2 copper demand: used in the negative electrode of battery, increase copper consumption by 0.1% by 2025, copper foil is the carrier and current collector of negative active material for lithium battery, and the amount of copper foil for typical lithium-ion battery is about 0.83kg/KWh. The typical structure of lithium-ion battery mainly consists of four parts: positive electrode, negative electrode, electrolyte and diaphragm. When the lithium battery is charged, the potential added to the two poles of the battery forces the positive lithium intercalation compound to release lithium ion, which is embedded in the graphite negative electrode of the lamellar structure through the diaphragm; in Discharge, the lithium ion is precipitated from the lamellar graphite and re-combined with the lithium intercalation compound of the positive electrode, and the lithium ion moves to produce an electric current. Because of its good conductivity, flexibility and moderate potential, resistance to winding and rolling, mature manufacturing technology and relatively low price, copper foil acts as a carrier of negative active materials such as graphite and as a negative current collector at the same time. The current generated by the battery active material is collected to produce a larger output current. As we said in "the supply and demand of high-end lithium copper foil will improve, and the industry leaders have medium-and long-term investment opportunities", the consumption of typical 8-micron lithium-ion battery lithium copper foil is about 0.83 kg KWh.We will use this as the basis for calculating the copper consumption of energy storage lithium batteries in the future.
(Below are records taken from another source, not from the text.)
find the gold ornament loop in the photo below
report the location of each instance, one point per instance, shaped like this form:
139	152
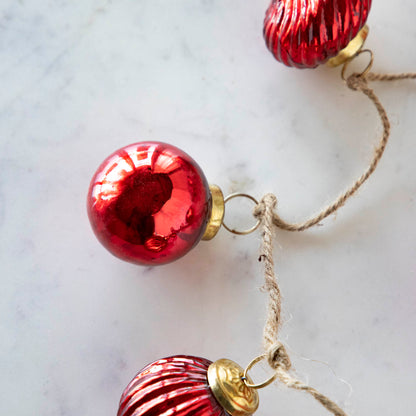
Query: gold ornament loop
249	230
249	367
366	69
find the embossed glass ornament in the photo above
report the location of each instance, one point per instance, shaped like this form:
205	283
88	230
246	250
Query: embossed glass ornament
185	386
308	33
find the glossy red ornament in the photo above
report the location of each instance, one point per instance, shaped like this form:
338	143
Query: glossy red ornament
174	386
306	33
149	203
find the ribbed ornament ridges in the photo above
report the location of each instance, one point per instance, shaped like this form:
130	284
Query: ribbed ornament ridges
306	33
176	386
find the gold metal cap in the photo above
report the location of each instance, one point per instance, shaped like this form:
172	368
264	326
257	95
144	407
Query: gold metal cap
351	49
217	213
225	378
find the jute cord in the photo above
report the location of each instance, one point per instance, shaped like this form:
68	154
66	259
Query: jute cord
277	355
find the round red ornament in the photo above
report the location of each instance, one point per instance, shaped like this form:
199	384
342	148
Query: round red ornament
149	203
307	33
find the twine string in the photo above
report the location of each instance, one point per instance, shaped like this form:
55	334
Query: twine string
277	355
355	82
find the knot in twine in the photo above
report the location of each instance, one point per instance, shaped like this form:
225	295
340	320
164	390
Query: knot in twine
356	82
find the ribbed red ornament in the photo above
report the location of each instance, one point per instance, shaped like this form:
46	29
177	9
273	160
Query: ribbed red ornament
149	203
174	386
306	33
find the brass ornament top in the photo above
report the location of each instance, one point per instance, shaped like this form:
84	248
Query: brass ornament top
217	213
225	379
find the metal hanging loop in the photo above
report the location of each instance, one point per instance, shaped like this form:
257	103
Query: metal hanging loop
249	230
According to the above-mentioned new installation progress of energy storage lithium batteries, it is estimated that the demand for energy storage copper will increase from 8000 tons in 2020 to 2025 tons, 4.2 tons and 171000 tons in 2030, and the compound growth rate will reach 38.6% and 35.5% in the next five and ten years.
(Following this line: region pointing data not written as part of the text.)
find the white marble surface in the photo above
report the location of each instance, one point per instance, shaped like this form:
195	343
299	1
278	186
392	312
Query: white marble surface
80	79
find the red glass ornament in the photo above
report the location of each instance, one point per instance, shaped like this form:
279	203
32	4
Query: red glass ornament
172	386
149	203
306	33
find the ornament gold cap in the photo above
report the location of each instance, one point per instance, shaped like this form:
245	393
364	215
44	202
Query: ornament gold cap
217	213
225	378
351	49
III. Investment suggestions

In 2025, wind power, new energy vehicles, photovoltaic and energy storage will boost copper demand by 7%. Combined with our "colored carbon neutralization 1" and the above analysis, we can see that copper, as an excellent conductive material, is closely related to "electricity". In the field of new energy, the application range is wider and the application intensity is greater. According to our estimates, in the four new energy large-scale industries, namely, wind power, new energy vehicles, photovoltaic and energy storage, the demand for copper may reach 137,318 and 6.09 million tons in 2020, 2025 and 2030. Based on 2020, the incremental demand for copper will reach 181 and 4.72 million tons in 2025 and 2030, accounting for about 7.2 per cent and 18.6 per cent of global copper consumption in 2020. It can be seen that with the promotion of "carbon neutralization", the new energy industry will lead copper to usher in a new round of development opportunities, and grow into the main application field of copper. New energy is expected to become the next lasting driving force of the copper market after China's economic take-off.